In many ways, Amazon is the Ford of the dot-com boom. Further, it has continued to develop the model and remained innovative, expanding into home entertainment with Amazon Prime and grasping the concept of a smart home built upon the Internet of Things with Alexa. It is dominating whole industries that seemed totally disconnected from its early business of selling books. The key has been to apply the underlying business model to all forms of retail; a physical shop presence has been replaced by logistics centers and a front-end website.
The digital companies not constrained by their legacy
Ford and Amazon both pulled off the same trick. Rather than being constrained by the past, they were able to reimagine the enterprise by grasping the potential of new technology at their fingertips.
The internet in its current form went ‘live’ in 1991, with the dot-com boom happening around 10 years later. While the market got ahead of itself, the early predictions were correct. Dotcom companies have gone on to transform whole industries.

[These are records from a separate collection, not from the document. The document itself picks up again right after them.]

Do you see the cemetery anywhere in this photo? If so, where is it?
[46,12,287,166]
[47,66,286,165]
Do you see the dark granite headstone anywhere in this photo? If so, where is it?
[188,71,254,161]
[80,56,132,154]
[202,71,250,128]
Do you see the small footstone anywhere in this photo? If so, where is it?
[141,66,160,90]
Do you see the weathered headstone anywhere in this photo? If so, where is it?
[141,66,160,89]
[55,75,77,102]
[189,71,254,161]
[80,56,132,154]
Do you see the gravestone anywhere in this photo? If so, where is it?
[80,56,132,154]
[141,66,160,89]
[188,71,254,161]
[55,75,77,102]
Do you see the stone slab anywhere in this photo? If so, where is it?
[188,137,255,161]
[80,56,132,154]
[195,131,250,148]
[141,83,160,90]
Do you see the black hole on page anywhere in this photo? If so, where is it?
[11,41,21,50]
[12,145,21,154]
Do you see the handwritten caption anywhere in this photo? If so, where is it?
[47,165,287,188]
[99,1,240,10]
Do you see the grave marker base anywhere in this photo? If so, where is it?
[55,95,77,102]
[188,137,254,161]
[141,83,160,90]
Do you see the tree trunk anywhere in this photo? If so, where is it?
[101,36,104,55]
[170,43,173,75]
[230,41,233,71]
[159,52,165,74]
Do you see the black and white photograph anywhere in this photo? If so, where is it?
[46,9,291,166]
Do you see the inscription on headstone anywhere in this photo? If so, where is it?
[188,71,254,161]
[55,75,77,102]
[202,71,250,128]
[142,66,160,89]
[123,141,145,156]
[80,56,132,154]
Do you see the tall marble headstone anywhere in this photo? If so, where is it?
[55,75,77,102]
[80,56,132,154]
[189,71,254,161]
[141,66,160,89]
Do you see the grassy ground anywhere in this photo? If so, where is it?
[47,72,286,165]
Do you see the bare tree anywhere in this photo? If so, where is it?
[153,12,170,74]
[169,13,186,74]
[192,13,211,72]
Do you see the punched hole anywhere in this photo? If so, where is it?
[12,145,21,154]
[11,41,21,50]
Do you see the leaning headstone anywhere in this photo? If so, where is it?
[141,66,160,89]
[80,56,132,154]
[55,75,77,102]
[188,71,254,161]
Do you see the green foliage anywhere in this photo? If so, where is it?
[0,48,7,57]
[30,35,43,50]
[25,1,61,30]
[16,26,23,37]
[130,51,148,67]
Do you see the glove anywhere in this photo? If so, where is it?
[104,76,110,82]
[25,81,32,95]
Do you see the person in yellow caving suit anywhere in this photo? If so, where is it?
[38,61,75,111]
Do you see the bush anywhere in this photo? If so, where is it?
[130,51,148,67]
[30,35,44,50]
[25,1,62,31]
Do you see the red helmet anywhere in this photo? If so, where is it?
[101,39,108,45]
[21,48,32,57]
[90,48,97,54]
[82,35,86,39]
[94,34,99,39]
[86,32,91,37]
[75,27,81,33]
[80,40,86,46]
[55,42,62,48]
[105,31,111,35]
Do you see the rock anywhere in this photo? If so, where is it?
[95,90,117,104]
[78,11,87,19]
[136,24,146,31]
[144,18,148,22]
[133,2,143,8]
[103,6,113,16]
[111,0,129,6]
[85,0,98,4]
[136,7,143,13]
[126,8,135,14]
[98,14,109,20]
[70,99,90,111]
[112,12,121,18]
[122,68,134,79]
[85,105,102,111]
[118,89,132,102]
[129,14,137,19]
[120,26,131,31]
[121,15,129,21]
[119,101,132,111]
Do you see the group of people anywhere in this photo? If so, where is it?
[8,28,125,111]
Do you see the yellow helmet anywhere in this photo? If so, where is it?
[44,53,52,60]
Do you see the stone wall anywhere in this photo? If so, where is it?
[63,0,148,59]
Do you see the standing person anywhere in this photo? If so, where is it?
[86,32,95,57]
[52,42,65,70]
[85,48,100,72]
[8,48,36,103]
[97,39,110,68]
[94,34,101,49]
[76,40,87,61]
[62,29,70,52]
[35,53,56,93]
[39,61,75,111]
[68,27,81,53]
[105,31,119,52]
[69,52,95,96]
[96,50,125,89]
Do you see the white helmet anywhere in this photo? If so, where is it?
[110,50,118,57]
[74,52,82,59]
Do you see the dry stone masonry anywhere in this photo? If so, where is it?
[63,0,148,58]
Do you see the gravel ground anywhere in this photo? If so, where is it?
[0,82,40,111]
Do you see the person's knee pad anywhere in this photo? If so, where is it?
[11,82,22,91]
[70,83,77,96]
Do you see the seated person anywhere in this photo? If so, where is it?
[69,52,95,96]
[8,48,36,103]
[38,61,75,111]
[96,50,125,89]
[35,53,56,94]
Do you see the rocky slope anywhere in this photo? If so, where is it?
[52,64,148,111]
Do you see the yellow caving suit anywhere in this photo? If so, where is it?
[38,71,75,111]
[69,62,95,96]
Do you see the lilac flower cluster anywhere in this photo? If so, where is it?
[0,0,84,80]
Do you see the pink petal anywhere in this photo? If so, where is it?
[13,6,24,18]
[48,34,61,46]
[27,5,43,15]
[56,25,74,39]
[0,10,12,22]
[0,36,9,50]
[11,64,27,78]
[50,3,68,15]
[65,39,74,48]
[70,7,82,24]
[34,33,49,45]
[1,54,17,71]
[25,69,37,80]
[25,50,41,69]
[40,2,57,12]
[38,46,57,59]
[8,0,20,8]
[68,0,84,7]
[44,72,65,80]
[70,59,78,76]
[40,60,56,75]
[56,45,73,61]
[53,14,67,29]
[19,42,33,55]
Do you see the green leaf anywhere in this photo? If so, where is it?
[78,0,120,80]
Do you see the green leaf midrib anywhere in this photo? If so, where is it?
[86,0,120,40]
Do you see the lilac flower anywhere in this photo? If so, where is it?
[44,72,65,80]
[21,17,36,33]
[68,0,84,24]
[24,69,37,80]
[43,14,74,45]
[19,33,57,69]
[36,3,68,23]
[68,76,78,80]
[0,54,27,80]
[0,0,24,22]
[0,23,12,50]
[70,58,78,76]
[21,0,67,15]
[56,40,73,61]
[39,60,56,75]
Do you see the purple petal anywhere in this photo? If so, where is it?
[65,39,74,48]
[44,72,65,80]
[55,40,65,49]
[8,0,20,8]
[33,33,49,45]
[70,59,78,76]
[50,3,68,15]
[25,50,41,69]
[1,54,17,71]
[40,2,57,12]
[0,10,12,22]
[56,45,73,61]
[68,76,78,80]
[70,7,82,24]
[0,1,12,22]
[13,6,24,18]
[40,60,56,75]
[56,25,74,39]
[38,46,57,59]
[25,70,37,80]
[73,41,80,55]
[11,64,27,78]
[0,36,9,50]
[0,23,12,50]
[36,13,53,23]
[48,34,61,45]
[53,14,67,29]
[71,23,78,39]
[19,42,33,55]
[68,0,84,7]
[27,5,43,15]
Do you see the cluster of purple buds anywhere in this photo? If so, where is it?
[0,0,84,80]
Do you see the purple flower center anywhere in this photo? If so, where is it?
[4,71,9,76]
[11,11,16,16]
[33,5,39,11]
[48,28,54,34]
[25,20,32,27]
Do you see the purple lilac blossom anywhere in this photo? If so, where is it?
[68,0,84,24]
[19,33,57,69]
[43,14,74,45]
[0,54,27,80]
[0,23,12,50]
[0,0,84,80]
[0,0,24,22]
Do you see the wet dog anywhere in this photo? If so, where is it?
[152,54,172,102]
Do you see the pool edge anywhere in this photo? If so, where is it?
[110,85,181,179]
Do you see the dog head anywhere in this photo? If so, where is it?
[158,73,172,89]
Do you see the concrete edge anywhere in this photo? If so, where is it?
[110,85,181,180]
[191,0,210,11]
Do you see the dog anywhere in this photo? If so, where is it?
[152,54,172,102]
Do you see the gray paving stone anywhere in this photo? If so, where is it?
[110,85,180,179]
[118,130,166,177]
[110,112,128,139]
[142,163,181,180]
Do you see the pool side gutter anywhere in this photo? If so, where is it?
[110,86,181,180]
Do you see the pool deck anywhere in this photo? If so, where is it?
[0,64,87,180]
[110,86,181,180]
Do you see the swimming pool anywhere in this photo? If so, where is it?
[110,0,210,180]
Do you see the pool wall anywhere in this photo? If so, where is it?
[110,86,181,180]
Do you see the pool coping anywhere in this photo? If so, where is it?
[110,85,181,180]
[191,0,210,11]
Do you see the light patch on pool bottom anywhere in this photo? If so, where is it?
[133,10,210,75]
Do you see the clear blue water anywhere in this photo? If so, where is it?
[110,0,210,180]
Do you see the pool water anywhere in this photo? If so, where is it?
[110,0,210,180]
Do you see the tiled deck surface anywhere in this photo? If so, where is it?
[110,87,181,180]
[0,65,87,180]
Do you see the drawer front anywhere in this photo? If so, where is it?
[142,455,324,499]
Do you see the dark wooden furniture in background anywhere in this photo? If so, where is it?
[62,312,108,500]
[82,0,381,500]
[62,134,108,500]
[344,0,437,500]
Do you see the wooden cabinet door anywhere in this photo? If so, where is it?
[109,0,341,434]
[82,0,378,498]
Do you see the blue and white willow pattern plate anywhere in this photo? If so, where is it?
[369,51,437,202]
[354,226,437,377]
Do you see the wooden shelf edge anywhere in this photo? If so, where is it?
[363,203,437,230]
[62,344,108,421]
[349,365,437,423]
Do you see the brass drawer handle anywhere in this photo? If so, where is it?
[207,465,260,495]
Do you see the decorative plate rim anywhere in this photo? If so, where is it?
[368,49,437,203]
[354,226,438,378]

In many ways, cloud finds itself in a similar position. References to cloud computing first appeared in 1996, but it has taken time to fully develop and build trust in the marketplace. Today, the cloud is a fully-fledged technology and is transforming the world in which we live. We all use it every day without realizing, whether using social media or watching a film. The success of the cloud has been most notable thus far in the consumer market, where newer companies in the digital age were early adopters, not constrained by their legacy.
It has enabled new industries to grow rapidly without large capital costs, expanding their IT footprint bit by bit as demand increased, utilizing utility pricing as they went. The market has changed so much that the worlds of gaming, e-commerce, social media, and entertainment are all now predominantly cloud-based.
The need for right to left thinking
Whilst cloud computing has dominated industries in the consumer realm, the corporate market has been somewhat slow to embrace it – until now. There is often a natural in-built conservatism that is difficult to shift. The option of ‘doing it the old way’ no longer exists for the corporate market. Change has become inevitable.
But just how far are we along the journey? In comparison to the industries explored above, it’s fair to say that the cloud is still in its growth phase. However, market maturity is fast approaching. Today, the conversation on the cloud journey is all about how we get there, not what we will do when we arrive. The thinking is predominantly left to right, not right to left. Left to right thinking is about becoming good at migrating to the cloud, testing the waters, proof of concepts. Right to left reimagines the IT function and the enterprise in a cloud-based world and then works out how to get there.
Few will disagree that the future is cloud-based. Resistance is futile. Laggards from the corporate market are now playing catch-up. They are on a steep learning curve that will necessitate changes in how they operate. Not just their IT function, but their entire business. It will not be in vain. After all, businesses that grasp these opportunities in the right way will be the ones to benefit both for themselves and their customers.